In determining the meaning of any Act of Congress, or of any ruling, regulation, or interpretation of the various administrative bureaus and agencies of the United States, the word ‘marriage’ means only a legal union between one man and one woman as husband and wife, and the word ‘spouse’ refers only to a person of the opposite sex who is a husband or a wife.

Prior to DOMA, the IRS generally relied solely on state law for purposes of determining if a couple were married for Federal income tax purposes. Rev. Rul. 58-66, 1958-1 C.B. 60 (involving common-law marriages). Congress enacted DOMA to limit which marriages can be recognized for purposes of Federal law, and DOMA’s restrictive language and clarifications are applicable to the IRC. See H. Rep. No. 104-664, at 30-31 (1996).

Based upon DOMA’s definitions of marriage and spouse, the IRS has ruled that a same-sex domestic partner is not a spouse of an employee for purposes of the IRC. E.g., PLR 9850011 (1998). That ruling concerned the proper Federal income tax treatment of providing health benefits to same-sex domestic partners of employees who qualified for such benefits under certain health plans.2

Pursuant to D.C. Official Code § 47-1805.01(e), a couple may not file a District joint or combined-separate income tax return unless the couple filed a joint Federal income tax return and that couple was eligible to file such a return. IRC § 6013, which is contained in an Act of Congress, provides that only a husband and wife can file a joint Federal income tax return. That section variously refers to a husband and wife as a “spouse” or a “surviving spouse.” IRC §6013(d)(2) further indicates that in order for a couple to retain their status as husband and wife for joint return purposes, they must be legally married.

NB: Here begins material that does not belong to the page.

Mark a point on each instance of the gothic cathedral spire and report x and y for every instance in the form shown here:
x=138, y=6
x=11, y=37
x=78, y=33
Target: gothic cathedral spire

Because DOMA provides that in any Act of Congress referring to a marriage, including a Federal tax statute, that the husband is a man, the wife is a woman, and a spouse is a person of the opposite sex who is a husband or wife, only a married, heterosexual couple may file a joint Federal income tax return. A married same-sex couple may therefore not file a joint Federal income tax return.

District income tax law provides for automatic Federal conformity. Thus, under automatic Federal conformity, whenever Congress amends a provision of the IRC that is cited in a District income tax law, the District law is automatically amended to incorporate the revised provision of the IRC unless the Council legislates a rejection of that revision. D.C. Official Code §§ 47-1801.04(28A), 1816.03(a).

Accordingly, it is concluded that because a married, same-sex couple may not file jointly for Federal tax purposes, the couple cannot file a joint or combined-separate income tax return under the District’s income tax laws. OTR believes this conclusion will not change even if the District recognizes the validity of an out-of-state marriage involving a same-sex couple. The eligibility to file such returns depends on meeting Federal requirements for filing a joint return, not whether the District recognizes the couple as legally married. In addition, if a heterosexual couple fails to file a joint return for federal income tax purposes, it cannot file jointly or combined-separately for District income tax purposes.

1. This ruling addresses DOMA’s definitions of “marriage” and “spouse” and its meaning of “husband and wife” as applied to the IRC and does not provide advice on any of DOMA’s other applications.

2. Although the IRS position is that a private letter ruling can only be relied on by the taxpayer to whom the ruling was issued, the ruling nonetheless suggests that the IRS will interpret any Federal income tax statute that refers to “marriage,” “spouse,” or “husband and wife” pursuant to DOMA.